‘Angry Dick’
Season 1, Episode 13 - Aired April 2, 1996
Dick discovers his angry side after befriending and then falling out with his next door neighbor.
Quote from Harry
Dick: Pseudofamily.
Tommy: Where have you been?
Dick: I have been in Frank Muller's garage. We bragged, we laughed, we tinkered. He let me touch his stuff. It feels good to be around Frank. It fills an empty space I've been feeling right here. I think it's because we're friends.
Harry: [sings] So no one told you it was gonna be this way. [all clap]
Quote from Dick
Dick: It seems that some of the subtler principles of electron motion were beyond everyone's grasp. [all groan] Be thankful it's just a grade. In most places, this kind of performance gets you a spanking that still burns when you're blown out the airlock.
Leon: Dr. Solomon, are you at least going to grade us on a curve?
Dick: Of course not. I grade on a transient loop.
Leon: What?
Dick: It's very simple. Your expected score is located here, the parameters of your actual performance are here, here and here, driving the expectation versus performance data into the last three loops, two of which can't be seen because, of course, they're factored only in time.
Caryn: So is my "A" still an "A"?
Dick: Oh, Caryn. No.
Quote from Harry
Harry: Who is that smoldering beauty with the fiery eyes?
Mrs. Dubcek: Katie Couric.
Harry: Katie Couric. It sounds like something beautiful stuck in your throat.
Quote from Mrs. Dubcek
Dick: Mrs. Dubcek, I need to go next door and become neighborly. What do you know about the Mullers?
Mrs. Dubcek: Oh. They're lovely, very nice. Of course, I shouldn't talk.
Dick: It's true your voice is not one of your best assets, but go ahead.
Mrs. Dubcek: All right. The Mullers have had their ups and downs. I guess her husband had some problems in the bedroom area.
Dick: Which area? The closet?
Mrs. Dubcek: Well, that's what I thought it was at first, too, but it turned out to be a vitamin deficiency.
Quote from Dick
Dick: Hi there, neighbor. You know anything about cars?
Frank: Is this your car?
Dick: Yeah. I seem to be having some trouble with my spark nuts.
Frank: Well, sometimes with these old ones, you're better just to call the junk man and have it towed away.
Dick: No, I couldn't do that. I love this car. It has a compartment just for gloves.
Quote from Sally
Sally: I just don't know how to talk to women.
Dick: I'm sure you can find something to say to her.
Harry: You could walk on the beach and discuss itching.
Sally: Oh, how exciting. I am so glad I get to be the woman. Next planet, I get to be something big with horns.
Quote from Dick
Dick: "Jerry dates a blind girl. Repeat." Jerry dates a blind girl.
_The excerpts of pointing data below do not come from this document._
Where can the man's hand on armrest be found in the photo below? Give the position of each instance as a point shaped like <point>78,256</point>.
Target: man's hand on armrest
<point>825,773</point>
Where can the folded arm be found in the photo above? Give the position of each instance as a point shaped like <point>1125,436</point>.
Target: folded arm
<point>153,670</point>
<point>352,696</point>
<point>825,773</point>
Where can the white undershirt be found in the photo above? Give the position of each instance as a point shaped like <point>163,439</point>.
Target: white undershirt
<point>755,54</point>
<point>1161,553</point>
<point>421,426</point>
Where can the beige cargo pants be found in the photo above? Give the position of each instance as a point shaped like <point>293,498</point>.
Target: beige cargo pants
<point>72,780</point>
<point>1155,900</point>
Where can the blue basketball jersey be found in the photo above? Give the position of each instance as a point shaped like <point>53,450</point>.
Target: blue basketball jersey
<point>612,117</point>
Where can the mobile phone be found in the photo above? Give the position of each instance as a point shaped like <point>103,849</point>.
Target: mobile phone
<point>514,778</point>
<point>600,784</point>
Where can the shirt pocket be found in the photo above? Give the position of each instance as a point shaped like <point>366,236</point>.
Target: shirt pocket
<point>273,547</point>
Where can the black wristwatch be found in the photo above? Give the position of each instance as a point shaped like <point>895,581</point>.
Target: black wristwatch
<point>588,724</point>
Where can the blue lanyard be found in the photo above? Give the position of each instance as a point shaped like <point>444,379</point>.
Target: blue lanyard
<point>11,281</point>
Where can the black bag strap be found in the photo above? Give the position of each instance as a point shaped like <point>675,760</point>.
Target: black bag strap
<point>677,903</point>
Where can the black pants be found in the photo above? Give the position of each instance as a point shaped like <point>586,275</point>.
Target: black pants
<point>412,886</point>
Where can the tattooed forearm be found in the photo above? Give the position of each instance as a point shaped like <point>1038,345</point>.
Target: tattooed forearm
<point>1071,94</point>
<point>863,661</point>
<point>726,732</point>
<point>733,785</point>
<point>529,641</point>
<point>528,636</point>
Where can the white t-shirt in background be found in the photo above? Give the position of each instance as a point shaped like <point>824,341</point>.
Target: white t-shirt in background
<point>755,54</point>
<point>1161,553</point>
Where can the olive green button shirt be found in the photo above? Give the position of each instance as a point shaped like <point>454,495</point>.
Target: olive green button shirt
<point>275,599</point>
You know, it gains nothing the second time.
Quote from Harry
Announcer: [on TV] This has been a rebroadcast of the 11 O'Clock News. We will resume programming at 6:00. [static]
Harry: It's the snow show. Oh, I saw this one last night.
Quote from Leon
Dick: This shouldn't be all that difficult for you. The interactions of elementary particles are far simpler than the interactions between people. For example, Leon, do you have any friends in this class?
Leon: Uh... Well, sometimes I talk to Caryn.
Dick: Mmm-hmm. So Caryn is your friend?
Leon: Yes.
Caryn: [mouths] No.
Dick: I see.
Quote from Harry
Tommy: What are you watching now?
Harry: It's the President Clinton Show. He looks good on camera, but his show is incredibly dull.